Une dynamique continentale en toile de fond
La relance de TOR s'inscrit dans un mouvement plus large observé à l'échelle africaine. Partout sur le continent, les gouvernements cherchent à développer ou à réhabiliter leurs capacités de raffinage afin de mettre fin à des décennies de dépendance aux produits pétroliers importés. La méga-raffinerie Dangote au Nigeria, la modernisation des installations en Angola, ou encore les nouveaux projets en Ouganda et au Sénégal illustrent ce regain d'intérêt pour l'aval pétrolier, perçu comme un levier de souveraineté énergétique, de création d'emplois industriels et de préservation des réserves de change.

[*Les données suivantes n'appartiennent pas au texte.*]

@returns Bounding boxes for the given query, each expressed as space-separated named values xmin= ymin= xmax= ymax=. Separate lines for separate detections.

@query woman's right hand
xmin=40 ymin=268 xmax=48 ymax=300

Dans ce contexte, la décision du Ghana apparaît cohérente et stratégique. Toutefois, les experts soulignent que le véritable défi commence maintenant : assurer un approvisionnement régulier en pétrole brut, sécuriser les fonds de roulement, et engager des investissements techniques de long terme pour garantir la fiabilité des installations. Même si le redémarrage actuel devait rester partiel ou progressif, il constitue déjà un signal politique et économique fort. Pour Accra, maintenir en activité sa seule raffinerie, même en deçà de sa capacité maximale, pourrait réduire son exposition aux chocs pétroliers mondiaux et restaurer une part de contrôle sur sa chaîne d'approvisionnement énergétique.